The safes would not have been found but for work taking place to erect new electricity posts.
The siting of the posts required the demolition of part of the wall.
Witness accounts attest to “a man turning up in a car, and stopping to sift through the rubble”.
This was during lunchtime when GNR police overseeing the work had temporarily left the area.
Challenged over what he was doing, the man had no plausible explanation, and seems to have left (empty-handed).
Returning from lunch sometime later, the GNR agents were told about the strange visitor.
One of them went to the rubble, sifted through it, and came up with two cash boxes full of bank notes.
A little further on in the same stretch of wall, three further safes full of bank notes were discovered.
Locals wonder if the money is related to drug trafficking.
The site is a former sports arena set alongside an abandoned quarry. Access is via a dirt track, and very few people ever have any reason to go there. Yet the area is known as a place for the trafficking of drugs.
Others however believe the money could be related to the murder of a man known as “the wizard of Rio de Moinhos”.
Agostinho Moreira was savagely beaten and then asphyxiated following a break-in at his home in October, 2009.
Six men received jail sentences in 2011 for his murder: three for long-stretches (one for 20, two for 19 years). Three others received shorter sentences of eight, seven and six years respectively. Since then the principal defendants have seen their sentences reduced.

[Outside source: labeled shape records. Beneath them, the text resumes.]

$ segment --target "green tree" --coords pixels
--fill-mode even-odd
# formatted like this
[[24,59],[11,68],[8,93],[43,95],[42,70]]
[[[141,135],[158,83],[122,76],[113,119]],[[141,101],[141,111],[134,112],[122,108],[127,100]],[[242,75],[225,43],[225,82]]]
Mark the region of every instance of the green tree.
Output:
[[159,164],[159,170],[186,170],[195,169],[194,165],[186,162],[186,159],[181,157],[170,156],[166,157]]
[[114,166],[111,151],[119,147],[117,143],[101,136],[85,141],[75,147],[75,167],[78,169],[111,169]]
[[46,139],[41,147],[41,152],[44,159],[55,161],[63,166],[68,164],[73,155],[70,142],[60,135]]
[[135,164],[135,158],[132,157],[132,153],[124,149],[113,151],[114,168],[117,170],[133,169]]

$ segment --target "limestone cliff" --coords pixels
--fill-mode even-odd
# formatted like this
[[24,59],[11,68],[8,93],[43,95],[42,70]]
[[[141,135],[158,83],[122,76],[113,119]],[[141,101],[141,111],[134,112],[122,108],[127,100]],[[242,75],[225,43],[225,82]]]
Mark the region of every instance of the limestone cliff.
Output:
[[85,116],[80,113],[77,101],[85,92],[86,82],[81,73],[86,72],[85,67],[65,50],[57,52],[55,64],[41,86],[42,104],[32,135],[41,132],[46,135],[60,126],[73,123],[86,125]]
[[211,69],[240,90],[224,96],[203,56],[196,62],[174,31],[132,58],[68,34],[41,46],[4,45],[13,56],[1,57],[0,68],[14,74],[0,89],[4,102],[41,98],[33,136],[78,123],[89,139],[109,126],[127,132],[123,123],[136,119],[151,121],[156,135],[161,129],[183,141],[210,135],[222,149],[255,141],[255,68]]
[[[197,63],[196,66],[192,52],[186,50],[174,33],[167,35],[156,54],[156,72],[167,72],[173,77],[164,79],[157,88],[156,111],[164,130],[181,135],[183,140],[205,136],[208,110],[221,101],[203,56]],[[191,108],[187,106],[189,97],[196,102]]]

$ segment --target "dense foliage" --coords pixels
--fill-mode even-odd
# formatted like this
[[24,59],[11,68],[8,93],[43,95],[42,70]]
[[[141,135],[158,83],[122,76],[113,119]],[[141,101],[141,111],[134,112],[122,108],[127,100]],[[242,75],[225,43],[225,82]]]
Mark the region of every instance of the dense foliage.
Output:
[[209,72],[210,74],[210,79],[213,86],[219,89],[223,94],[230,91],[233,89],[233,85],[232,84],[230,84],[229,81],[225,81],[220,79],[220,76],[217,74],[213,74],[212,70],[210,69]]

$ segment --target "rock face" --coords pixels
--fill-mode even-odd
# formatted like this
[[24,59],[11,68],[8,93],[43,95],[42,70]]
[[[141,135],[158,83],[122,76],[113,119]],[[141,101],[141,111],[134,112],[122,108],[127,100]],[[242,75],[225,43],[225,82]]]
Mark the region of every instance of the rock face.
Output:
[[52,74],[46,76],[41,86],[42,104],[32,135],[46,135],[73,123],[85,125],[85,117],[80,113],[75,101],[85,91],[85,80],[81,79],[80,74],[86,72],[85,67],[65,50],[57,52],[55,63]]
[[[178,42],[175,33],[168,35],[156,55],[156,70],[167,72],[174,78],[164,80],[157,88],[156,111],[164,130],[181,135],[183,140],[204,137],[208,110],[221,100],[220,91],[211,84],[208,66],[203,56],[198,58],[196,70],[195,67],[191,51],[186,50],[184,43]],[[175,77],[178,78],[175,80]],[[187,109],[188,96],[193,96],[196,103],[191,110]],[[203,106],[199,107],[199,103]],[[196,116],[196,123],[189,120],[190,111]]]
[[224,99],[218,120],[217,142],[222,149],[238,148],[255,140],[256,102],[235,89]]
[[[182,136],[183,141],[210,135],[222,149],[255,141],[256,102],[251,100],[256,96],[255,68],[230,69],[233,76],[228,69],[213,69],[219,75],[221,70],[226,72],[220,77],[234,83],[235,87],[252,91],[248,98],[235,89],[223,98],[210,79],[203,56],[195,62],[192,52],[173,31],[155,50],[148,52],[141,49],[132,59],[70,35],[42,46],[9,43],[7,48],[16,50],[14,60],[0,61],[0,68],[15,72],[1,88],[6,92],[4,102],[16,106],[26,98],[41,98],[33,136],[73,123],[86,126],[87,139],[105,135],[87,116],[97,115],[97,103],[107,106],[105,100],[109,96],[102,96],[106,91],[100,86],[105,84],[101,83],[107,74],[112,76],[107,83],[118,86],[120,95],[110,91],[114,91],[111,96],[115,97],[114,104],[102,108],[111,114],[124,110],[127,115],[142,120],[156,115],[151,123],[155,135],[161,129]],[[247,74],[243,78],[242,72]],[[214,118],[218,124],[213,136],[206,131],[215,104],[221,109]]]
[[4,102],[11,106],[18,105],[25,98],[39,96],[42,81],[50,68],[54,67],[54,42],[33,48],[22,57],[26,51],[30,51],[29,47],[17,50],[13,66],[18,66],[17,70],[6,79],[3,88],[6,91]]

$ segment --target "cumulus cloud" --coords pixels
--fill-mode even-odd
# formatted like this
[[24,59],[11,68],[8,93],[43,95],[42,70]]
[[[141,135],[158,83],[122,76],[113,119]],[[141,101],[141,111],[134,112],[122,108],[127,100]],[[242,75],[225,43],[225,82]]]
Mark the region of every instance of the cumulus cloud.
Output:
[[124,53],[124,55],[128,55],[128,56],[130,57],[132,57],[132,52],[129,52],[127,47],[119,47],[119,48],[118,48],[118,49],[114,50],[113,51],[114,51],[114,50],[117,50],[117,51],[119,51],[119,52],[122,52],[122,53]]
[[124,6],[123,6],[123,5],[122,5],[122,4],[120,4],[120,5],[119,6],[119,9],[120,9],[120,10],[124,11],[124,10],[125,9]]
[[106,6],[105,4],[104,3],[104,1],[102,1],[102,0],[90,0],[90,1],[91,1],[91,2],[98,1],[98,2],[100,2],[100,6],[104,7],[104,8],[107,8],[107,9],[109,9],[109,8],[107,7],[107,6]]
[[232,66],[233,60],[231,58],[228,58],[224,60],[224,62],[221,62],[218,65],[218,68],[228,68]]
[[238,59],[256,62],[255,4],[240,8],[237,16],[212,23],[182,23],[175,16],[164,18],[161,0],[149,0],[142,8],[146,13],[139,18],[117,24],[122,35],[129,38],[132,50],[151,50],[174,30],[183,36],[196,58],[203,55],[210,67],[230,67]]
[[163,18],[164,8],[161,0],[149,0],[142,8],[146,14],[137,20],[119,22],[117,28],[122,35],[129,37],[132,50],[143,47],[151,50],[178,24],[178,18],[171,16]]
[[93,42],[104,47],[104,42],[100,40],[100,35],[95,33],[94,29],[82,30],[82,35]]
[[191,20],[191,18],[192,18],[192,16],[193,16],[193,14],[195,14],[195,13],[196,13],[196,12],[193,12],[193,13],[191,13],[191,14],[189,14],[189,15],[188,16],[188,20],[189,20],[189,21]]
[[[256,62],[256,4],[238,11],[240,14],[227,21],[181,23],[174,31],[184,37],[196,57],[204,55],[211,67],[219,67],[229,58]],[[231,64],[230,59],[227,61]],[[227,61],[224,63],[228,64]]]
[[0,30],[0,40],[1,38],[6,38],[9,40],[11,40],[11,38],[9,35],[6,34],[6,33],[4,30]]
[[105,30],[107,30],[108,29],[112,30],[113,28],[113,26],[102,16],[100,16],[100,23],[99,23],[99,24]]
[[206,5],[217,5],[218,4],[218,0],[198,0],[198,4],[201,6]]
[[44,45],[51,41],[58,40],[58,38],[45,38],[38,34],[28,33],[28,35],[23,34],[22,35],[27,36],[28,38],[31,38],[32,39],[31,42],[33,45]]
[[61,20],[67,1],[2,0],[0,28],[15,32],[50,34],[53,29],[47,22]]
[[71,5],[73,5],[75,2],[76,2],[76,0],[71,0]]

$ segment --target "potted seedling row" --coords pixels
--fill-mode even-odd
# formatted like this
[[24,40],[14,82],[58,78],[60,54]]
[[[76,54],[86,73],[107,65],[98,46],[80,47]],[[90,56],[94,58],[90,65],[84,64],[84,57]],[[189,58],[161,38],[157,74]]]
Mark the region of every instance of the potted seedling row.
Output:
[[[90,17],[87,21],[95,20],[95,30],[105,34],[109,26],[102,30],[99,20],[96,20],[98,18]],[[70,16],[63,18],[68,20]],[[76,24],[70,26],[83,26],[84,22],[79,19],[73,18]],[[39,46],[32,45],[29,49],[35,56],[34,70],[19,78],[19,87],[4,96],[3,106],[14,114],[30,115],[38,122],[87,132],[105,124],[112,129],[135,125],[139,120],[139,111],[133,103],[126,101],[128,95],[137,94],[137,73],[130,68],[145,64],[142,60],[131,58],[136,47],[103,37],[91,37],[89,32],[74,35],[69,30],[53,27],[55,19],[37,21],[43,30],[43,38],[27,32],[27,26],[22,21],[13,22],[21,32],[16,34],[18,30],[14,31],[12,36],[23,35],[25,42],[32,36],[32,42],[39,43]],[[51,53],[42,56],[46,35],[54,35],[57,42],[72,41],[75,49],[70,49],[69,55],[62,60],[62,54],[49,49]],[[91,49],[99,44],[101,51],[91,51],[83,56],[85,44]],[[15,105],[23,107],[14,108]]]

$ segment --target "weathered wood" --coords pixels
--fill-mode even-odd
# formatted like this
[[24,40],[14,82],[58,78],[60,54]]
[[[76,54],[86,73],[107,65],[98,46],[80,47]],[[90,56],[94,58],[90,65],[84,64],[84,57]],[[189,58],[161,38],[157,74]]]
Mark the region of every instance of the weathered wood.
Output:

But as Expresso reported back in 2010, the motive of the crime appears to have been robbery “as the victim kept a lot of money in a metal box, depending on what he received for sessions in spiritualism”.
At the time, the defence lawyer acting for the family talked of “at least €200,000” having been stolen. Perhaps there was more? This is what local people have be mulling over with tabloid Correio da Manhã – claiming Agostinho Moreira “had a lot of money” – despite living in a very spartan home without water or electricity.
Whatever the origin of the bank notes, they are now with GNR police as everyone admits the story is “very strange indeed”.